Telling Evolutionary Time
Researchers at our institute have also recently found a way to mark evolution using molecular timescales. This is the Timescale Website, which provides an intuitive query interface to the Timescale Database, a comprehensive resource for retrieving information on the time of divergence of species.
The query interface allows a person to search for molecular divergence time estimates for a specified pair of taxa. The system is capable of handling common and scientific taxa names and can account for simple spelling mistakes. Upon receiving a valid query for a pair of taxa, the Timescale system determines the most inclusive taxonomic groups for the supplied taxa and displays all available molecular records that detail time estimates between members of these groups. In addition, the Timescale database may be queried by author name with the results of this query containing all molecular time estimates associated with the query author.
The evolutionary history of life includes two primary components: phylogeny and timescale. Phylogeny refers to the branching order (relationships) of species or other taxa within a group and is crucial for understanding the inheritance of traits and for erecting classifications. However, a timescale is equally important because it provides a way to compare phylogeny directly with the evolution of other organisms and with planetary history such as geology, climate, extraterrestrial impacts, and other features.
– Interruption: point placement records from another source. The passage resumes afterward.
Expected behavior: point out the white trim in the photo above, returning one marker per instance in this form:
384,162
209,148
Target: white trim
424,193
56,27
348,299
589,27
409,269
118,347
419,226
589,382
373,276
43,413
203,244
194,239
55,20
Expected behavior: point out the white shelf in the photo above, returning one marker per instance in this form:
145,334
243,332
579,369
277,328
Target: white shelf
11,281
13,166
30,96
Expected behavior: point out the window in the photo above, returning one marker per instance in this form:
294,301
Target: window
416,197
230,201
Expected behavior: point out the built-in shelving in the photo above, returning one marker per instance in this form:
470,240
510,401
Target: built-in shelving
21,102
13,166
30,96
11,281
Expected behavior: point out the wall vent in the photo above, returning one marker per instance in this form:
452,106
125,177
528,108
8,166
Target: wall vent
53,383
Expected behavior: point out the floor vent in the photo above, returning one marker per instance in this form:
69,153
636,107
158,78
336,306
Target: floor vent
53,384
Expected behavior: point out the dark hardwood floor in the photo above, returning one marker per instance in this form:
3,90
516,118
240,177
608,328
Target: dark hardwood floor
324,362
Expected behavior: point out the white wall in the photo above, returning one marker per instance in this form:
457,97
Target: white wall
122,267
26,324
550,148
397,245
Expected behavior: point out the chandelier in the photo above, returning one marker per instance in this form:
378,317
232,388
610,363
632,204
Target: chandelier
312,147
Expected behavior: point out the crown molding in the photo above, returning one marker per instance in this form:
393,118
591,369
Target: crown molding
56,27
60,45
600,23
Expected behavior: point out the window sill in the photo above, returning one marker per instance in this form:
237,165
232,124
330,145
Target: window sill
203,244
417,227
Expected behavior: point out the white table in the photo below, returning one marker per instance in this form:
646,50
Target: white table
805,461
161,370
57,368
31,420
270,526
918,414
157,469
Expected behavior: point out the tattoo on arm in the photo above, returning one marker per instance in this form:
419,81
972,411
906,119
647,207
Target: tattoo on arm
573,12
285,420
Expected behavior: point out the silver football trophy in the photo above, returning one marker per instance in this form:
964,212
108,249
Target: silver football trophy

The Timetree of Life is the first reference book to synthesize the wealth of information relating to the temporal component of phylogenetic trees. In the past, biologists have relied exclusively upon the fossil record to infer an evolutionary timescale. However, recent revolutionary advances in molecular biology have made it possible to not only estimate the relationships of many groups of organisms, but also to estimate their times of divergence with molecular clocks. The routine estimation and utilization of these so-called 'time-trees' could add exciting new dimensions to biology including enhanced opportunities to integrate large molecular data sets with fossil and biogeographic evidence (and thereby foster greater communication between molecular and traditional systematists). They could help estimate not only ancestral character states but also evolutionary rates in numerous categories of organismal phenotype; establish more reliable associations between causal historical processes and biological outcomes; develop a universally standardized scheme for biological classifications; and generally promote novel avenues of thought in many arenas of comparative evolutionary biology.
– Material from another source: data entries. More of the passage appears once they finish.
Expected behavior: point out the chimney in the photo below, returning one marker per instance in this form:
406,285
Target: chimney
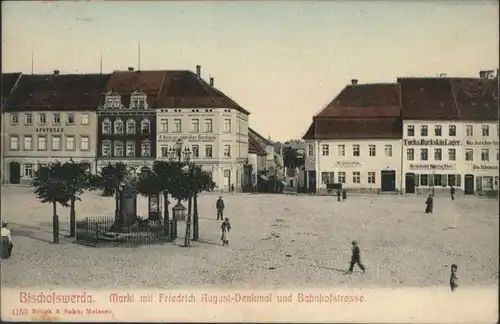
198,71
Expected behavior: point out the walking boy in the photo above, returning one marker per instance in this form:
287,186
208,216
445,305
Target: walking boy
220,208
356,258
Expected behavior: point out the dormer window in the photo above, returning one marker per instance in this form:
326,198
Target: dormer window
112,100
138,100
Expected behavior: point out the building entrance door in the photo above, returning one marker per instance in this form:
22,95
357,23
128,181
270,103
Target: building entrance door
14,173
469,184
388,180
410,183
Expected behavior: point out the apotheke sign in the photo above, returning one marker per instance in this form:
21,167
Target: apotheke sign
189,138
430,166
437,142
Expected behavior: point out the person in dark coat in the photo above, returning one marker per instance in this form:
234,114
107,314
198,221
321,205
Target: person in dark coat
430,204
453,277
355,258
220,208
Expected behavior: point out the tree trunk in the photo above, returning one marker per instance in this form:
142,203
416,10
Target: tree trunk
196,233
72,218
55,223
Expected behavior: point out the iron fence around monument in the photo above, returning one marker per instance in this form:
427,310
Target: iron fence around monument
103,231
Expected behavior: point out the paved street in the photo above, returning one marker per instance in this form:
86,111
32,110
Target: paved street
276,240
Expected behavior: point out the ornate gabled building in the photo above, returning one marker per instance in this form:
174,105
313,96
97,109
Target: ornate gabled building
127,118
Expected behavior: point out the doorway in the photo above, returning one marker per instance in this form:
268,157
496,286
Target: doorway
14,173
388,180
469,184
410,183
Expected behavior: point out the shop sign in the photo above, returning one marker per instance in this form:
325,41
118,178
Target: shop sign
482,143
484,167
430,166
189,138
49,130
347,164
437,142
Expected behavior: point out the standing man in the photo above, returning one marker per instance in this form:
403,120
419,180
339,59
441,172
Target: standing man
220,208
355,258
6,241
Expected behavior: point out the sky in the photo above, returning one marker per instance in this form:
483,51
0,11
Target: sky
282,60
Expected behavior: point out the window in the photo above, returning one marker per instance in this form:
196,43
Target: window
106,126
452,130
208,151
388,150
164,125
177,126
196,151
85,119
355,150
341,177
227,125
310,150
423,130
327,177
28,119
452,154
56,143
424,180
438,154
227,150
130,126
145,127
423,154
469,155
485,129
371,177
341,150
195,126
28,143
371,150
14,119
70,143
42,119
410,154
28,170
469,130
410,130
208,126
118,126
356,177
84,143
71,119
130,148
325,149
146,148
106,148
485,154
118,148
438,130
42,143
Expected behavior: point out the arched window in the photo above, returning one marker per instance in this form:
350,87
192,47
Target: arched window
118,126
106,126
145,129
130,126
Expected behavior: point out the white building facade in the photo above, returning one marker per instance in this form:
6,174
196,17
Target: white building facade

This authoritative reference work brings together, for the first time, experts on all major groups of organisms to assemble a timetree of life. The result is a comprehensive resource on evolutionary history which will be an indispensable reference for scientists, educators, and students in the life sciences, earth sciences, and molecular biology. For each major group of organism, a representative is illustrated and a timetree of families and higher taxonomic groups is shown. Basic aspects of the evolutionary history of the group, the fossil record, and competing hypotheses of relationships are discussed. Details of the divergence times are presented for each node in the timetree, and primary literature references are included. The book is complemented by an online database (www.timetree.org) which allows researchers to both deposit and retrieve data.